Uit paragraaf 4.2 van het Beschrijvend Document volgt dat de voorlopige winnaar van de aanbesteding wordt uitgenodigd voor een verificatiebespreking.

In hoofdstuk 7 van het Beschrijvend Document is in paragraaf 7.1 een ‘Nadere uitwerking Prijs’ gegeven, waarbij is vermeld dat bij de berekening van de score met betrekking tot de aangeboden premie een onder- en bovengrens van respectievelijk 1,9‰ en 4,5‰ worden gehanteerd.

2.3.

Als bijlage 5 bij het Beschrijvend Document is een prijsinvulformulier gevoegd, waarop de inschrijvers per perceel een premie, uitgedrukt in een promillage, dienen te vermelden. Op het formulier is per perceel het gevraagde type dekking (primair of secundair) voorgedrukt.

2.4.

In een Nota van Inlichtingen van 23 oktober 2016 is antwoord gegeven op vragen van potentiële inschrijvers voor de Opdracht. Deze Nota van Inlichtingen vermeldt – voor zover hier van belang – het volgende:

“(…)

Nr:

Categorie Bestek/beschrijvend document

Betreft Pagina 15

46 Vraag

p. 15 Perceel 6: hier wordt aangegeven dat de dekking voor aansprakelijkheid van perceel 6 secundair moet zijn. In Bijlage 5 Prijsinvulformulier staat dat de dekking voor aansprakelijkheid van perceel 6 primair is. Wat is juist?
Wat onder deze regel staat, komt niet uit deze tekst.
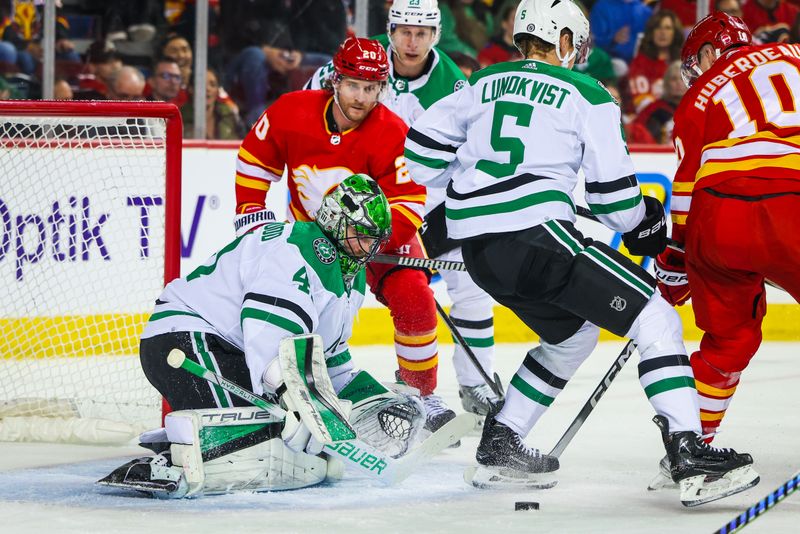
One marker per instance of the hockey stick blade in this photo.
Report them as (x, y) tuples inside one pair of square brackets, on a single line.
[(762, 506), (594, 398), (424, 263)]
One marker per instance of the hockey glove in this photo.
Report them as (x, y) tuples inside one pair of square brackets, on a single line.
[(671, 274), (248, 221), (650, 237)]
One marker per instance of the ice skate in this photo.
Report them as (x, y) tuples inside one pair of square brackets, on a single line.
[(154, 475), (478, 400), (705, 473), (504, 461)]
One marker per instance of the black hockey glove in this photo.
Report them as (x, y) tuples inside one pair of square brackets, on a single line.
[(650, 237)]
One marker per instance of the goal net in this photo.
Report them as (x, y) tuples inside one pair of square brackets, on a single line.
[(89, 234)]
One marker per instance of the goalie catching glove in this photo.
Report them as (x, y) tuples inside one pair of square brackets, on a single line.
[(649, 238), (670, 270)]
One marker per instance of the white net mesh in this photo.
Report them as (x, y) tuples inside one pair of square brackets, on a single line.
[(82, 231)]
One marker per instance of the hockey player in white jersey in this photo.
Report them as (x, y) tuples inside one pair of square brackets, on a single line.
[(231, 315), (419, 75), (509, 147)]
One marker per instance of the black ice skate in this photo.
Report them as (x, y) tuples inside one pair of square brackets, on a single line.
[(504, 461), (437, 414), (478, 400), (704, 473), (153, 475)]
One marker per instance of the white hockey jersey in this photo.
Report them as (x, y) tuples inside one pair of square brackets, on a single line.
[(509, 147), (281, 280)]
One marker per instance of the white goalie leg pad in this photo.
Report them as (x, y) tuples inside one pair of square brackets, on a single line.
[(391, 421), (237, 449), (309, 391)]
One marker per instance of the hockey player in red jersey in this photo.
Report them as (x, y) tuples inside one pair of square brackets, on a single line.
[(323, 136), (735, 197)]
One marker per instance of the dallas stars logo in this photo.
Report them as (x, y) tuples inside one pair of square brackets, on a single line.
[(325, 251)]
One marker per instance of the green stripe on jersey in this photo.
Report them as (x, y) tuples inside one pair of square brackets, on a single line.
[(432, 163), (531, 392), (277, 320), (668, 384), (509, 206), (620, 205)]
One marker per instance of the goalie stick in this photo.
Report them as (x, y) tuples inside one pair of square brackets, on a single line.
[(762, 506), (594, 398), (355, 453)]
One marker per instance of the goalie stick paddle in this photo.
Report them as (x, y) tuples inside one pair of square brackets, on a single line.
[(494, 384), (762, 506), (354, 453), (594, 398)]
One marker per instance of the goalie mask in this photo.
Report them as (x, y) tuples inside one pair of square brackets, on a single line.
[(546, 18), (356, 217)]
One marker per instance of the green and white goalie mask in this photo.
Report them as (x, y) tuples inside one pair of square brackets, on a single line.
[(356, 217)]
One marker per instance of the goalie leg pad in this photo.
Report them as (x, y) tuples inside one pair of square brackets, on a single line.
[(237, 449)]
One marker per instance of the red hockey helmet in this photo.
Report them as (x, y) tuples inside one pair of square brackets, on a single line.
[(362, 58), (720, 30)]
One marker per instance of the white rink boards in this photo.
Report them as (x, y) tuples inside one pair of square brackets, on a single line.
[(603, 477)]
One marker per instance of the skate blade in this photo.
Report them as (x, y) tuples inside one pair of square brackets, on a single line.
[(660, 481), (696, 491), (483, 477)]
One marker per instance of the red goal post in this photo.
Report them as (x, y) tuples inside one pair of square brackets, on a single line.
[(89, 234)]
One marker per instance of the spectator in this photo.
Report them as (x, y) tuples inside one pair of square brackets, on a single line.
[(616, 25), (62, 90), (176, 46), (102, 62), (222, 115), (501, 46), (127, 84), (165, 81), (770, 21), (654, 124), (467, 64), (473, 22), (731, 7), (661, 45), (685, 9)]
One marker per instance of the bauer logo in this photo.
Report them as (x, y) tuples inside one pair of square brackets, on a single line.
[(75, 229)]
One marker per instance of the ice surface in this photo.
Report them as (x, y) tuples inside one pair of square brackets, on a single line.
[(603, 477)]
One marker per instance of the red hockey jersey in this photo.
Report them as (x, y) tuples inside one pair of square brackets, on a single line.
[(740, 119), (293, 133)]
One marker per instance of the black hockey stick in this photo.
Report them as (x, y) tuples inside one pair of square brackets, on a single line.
[(586, 213), (762, 506), (599, 391), (494, 384), (425, 263)]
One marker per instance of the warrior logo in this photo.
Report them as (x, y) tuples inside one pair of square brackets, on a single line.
[(324, 251), (618, 303)]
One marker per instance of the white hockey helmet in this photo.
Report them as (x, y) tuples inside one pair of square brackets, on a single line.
[(415, 13), (546, 18)]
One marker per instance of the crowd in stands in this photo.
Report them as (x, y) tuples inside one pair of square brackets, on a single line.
[(260, 49)]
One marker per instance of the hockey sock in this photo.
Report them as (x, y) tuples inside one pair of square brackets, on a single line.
[(410, 301), (664, 369), (715, 390)]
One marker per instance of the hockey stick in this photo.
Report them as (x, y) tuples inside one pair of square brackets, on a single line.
[(495, 384), (425, 263), (355, 453), (586, 213), (594, 398), (762, 506)]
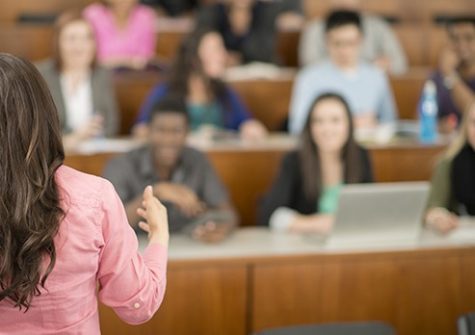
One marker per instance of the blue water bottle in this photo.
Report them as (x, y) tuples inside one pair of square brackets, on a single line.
[(428, 114)]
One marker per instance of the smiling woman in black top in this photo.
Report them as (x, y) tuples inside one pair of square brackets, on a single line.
[(305, 194)]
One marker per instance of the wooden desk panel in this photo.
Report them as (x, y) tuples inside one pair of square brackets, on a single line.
[(392, 164), (199, 300), (417, 294), (258, 279)]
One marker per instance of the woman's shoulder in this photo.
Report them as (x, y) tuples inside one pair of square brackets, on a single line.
[(144, 13), (291, 160), (80, 188)]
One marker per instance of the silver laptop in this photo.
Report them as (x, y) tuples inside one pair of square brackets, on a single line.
[(379, 213)]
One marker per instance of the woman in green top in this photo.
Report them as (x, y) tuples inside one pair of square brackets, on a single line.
[(453, 183)]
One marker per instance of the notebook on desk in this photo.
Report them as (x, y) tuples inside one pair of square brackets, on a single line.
[(379, 213)]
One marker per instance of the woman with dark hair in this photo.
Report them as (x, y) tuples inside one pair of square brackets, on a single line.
[(305, 194), (125, 32), (82, 91), (196, 78), (64, 236), (453, 183)]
Antwoord Vrijgegeven: 23-10-2016

De dekking voor aansprakelijkheid voor perceel 6 dient secundair te zijn. Dit is aangepast in het Prijsinvulformulier (bijlage 5), welke bij deze Nota van inlichtingen is gevoegd.

(…)”.

Bij de Nota van Inlichtingen is een gewijzigd Prijsinvulformulier gevoegd, waarop met betrekking tot perceel 6 secundaire dekking voor aansprakelijkheid wordt gevraagd.

2.5.

Willis heeft op 16 november 2016 tijdig ingeschreven voor de Opdracht. Zij heeft daarbij gebruik gemaakt van het oorspronkelijke Prijsinvulformulier en heeft met betrekking tot perceel 6 (Waterschap Noorderzijlvest) na ‘Primair’ een premie van 4,5 ‰ ingevuld.

2.6.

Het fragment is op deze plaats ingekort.